Visitors will not need to own, but can presumably rent for a couple of years. Using Musk’s favored five-percent discount rate (which I hope to analyze in a subsequent article), initial visitors might pay $3,400 per Mars night for their bunk, or about $2.3 million for a one-year stay (maid service not included.)

Maybe SpaceX will throw in a Tesla as a deal sweetener to go with your share of the ITS spacecraft.

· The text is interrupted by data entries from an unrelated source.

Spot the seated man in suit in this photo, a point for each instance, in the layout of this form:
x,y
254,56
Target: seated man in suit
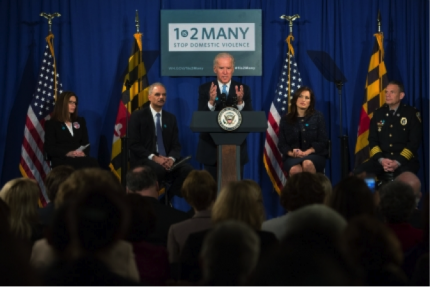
x,y
208,95
154,140
394,136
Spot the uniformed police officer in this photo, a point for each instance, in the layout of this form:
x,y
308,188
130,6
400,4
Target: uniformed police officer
x,y
394,136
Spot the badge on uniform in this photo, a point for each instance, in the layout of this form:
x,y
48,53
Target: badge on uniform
x,y
418,116
380,124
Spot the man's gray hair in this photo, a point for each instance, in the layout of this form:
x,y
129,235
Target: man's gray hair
x,y
156,84
223,55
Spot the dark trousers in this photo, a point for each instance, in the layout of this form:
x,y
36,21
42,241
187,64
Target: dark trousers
x,y
176,177
374,167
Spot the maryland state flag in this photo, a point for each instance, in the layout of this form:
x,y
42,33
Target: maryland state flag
x,y
132,99
374,98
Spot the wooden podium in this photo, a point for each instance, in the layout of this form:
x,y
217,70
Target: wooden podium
x,y
228,142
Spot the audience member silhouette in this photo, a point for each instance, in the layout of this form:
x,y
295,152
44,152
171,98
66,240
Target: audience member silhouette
x,y
143,181
397,204
229,254
151,260
238,200
374,248
352,197
300,190
52,182
199,190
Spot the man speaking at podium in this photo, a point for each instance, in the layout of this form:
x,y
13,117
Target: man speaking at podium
x,y
212,97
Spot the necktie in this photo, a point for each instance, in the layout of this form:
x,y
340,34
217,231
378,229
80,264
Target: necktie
x,y
224,90
160,144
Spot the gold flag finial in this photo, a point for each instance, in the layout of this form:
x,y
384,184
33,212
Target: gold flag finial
x,y
50,17
136,20
290,19
379,21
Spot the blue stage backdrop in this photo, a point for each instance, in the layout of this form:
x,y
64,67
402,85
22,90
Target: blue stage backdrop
x,y
93,40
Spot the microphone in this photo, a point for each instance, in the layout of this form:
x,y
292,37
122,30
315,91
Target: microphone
x,y
232,101
221,100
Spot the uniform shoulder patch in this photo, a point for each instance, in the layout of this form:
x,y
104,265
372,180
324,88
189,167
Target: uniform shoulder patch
x,y
418,116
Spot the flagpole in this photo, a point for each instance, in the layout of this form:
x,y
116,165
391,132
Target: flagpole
x,y
124,140
290,51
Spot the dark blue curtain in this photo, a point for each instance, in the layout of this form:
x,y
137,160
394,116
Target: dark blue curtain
x,y
93,41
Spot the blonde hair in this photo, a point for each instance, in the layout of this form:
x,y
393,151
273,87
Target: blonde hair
x,y
242,201
82,180
21,195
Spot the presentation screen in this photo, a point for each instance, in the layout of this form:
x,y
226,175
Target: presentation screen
x,y
190,39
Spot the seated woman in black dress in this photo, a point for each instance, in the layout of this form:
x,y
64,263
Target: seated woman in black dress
x,y
65,133
303,139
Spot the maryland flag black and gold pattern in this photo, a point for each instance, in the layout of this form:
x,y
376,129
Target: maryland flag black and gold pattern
x,y
374,98
131,100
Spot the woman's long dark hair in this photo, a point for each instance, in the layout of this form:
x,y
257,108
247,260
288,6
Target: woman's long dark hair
x,y
61,108
292,115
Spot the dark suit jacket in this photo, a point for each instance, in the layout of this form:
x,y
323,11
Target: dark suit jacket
x,y
143,139
206,149
59,141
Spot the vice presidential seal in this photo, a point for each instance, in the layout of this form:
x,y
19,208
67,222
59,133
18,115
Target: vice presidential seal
x,y
229,119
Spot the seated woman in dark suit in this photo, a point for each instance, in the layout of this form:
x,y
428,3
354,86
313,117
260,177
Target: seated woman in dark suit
x,y
65,133
303,139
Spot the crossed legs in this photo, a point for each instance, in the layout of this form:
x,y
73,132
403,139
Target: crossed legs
x,y
306,166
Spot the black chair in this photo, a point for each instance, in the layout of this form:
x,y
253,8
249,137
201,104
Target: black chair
x,y
166,184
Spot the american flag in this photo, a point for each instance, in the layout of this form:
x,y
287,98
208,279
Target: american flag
x,y
289,81
32,163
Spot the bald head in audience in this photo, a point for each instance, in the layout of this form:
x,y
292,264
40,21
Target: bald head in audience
x,y
411,179
142,180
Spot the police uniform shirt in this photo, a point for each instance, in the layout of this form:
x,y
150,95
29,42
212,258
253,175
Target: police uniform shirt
x,y
395,136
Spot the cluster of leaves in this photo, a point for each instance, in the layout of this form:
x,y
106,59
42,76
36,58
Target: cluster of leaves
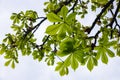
x,y
67,39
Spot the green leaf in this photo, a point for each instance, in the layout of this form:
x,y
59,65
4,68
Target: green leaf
x,y
90,64
74,62
110,53
53,17
95,61
70,17
63,70
64,12
53,29
102,2
13,65
7,63
104,58
2,50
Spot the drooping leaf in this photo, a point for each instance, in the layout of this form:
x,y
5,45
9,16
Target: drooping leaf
x,y
74,62
90,64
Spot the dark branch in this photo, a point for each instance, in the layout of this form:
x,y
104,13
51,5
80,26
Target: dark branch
x,y
100,14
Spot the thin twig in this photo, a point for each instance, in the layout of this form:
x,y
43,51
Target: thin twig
x,y
100,14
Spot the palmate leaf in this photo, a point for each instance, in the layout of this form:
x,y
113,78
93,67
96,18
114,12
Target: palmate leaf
x,y
102,54
53,17
74,62
90,64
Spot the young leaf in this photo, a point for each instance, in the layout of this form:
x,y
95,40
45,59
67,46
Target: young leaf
x,y
53,29
104,58
90,64
7,63
64,12
53,17
110,53
74,62
13,65
118,52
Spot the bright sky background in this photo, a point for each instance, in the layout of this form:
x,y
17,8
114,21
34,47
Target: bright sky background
x,y
29,69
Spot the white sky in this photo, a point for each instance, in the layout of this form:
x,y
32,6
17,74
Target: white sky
x,y
29,69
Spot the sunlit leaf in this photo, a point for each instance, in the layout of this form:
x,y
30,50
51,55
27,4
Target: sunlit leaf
x,y
64,11
53,17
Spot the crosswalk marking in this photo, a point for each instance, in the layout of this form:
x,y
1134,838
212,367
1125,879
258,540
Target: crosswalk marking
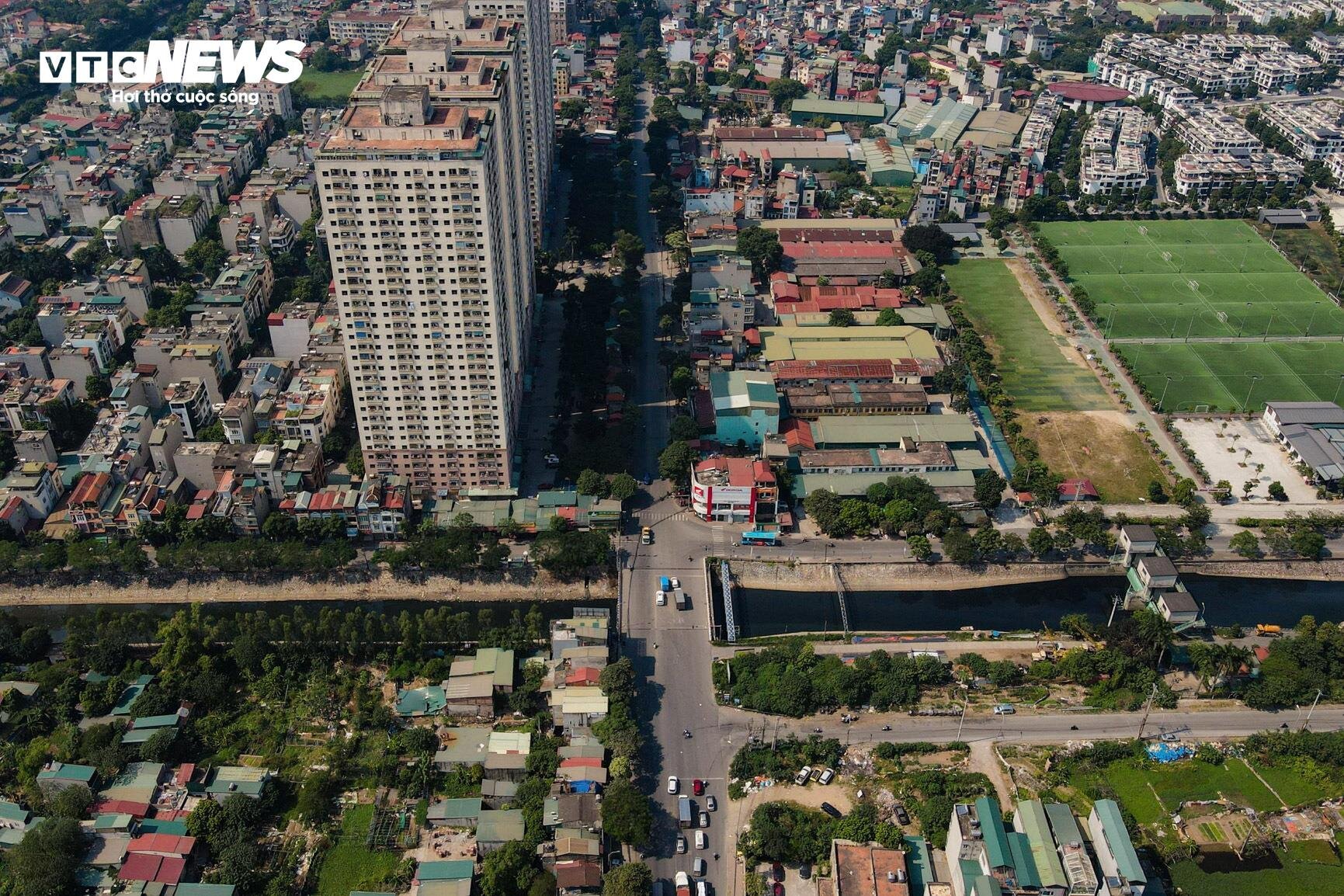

As odd as it sounds, it may be more economical to simply leave some of the ITS spacecraft on Mars as habitation units. (It wouldn’t sound odd to Bob Zubrin, whose Mars Direct plan included leaving habitation modules.) At a cost of $200 million new, the ITS spacecraft could house 100 travelers and come complete with a methane plant, solar panels, environmental systems, a big window, and a bunch of rocket engines that could be salvaged and reused for local transport or shipped back to Earth as cargo. If we assume rocket engines are two-thirds of the cost of the ITS booster (using one estimate that 65 percent of a booster’s cost is the propulsion), that’s $3.6 million per engine, and the ITS spacecraft has nine. So if you buy new and you sell back the engines at Mars, you might be able to own a slightly used former spacecraft to share with 99 of your best friends for about $1.7 million a person. That sounds like a much better deal than the B2100 and, unlike it, the ITS spacecraft transports itself to Mars and doesn’t need to be unpacked.

A typical family of four might want an electric car to travel around Mars. A Tesla Model 3 has a curb weight of 1,800 kilograms. So plan on another 450 kilograms of luggage ($70,000 per person) and the cost of the car ($9,000 per person). Maybe SpaceX will throw it in as a deal sweetener to go with your share of the ITS spacecraft.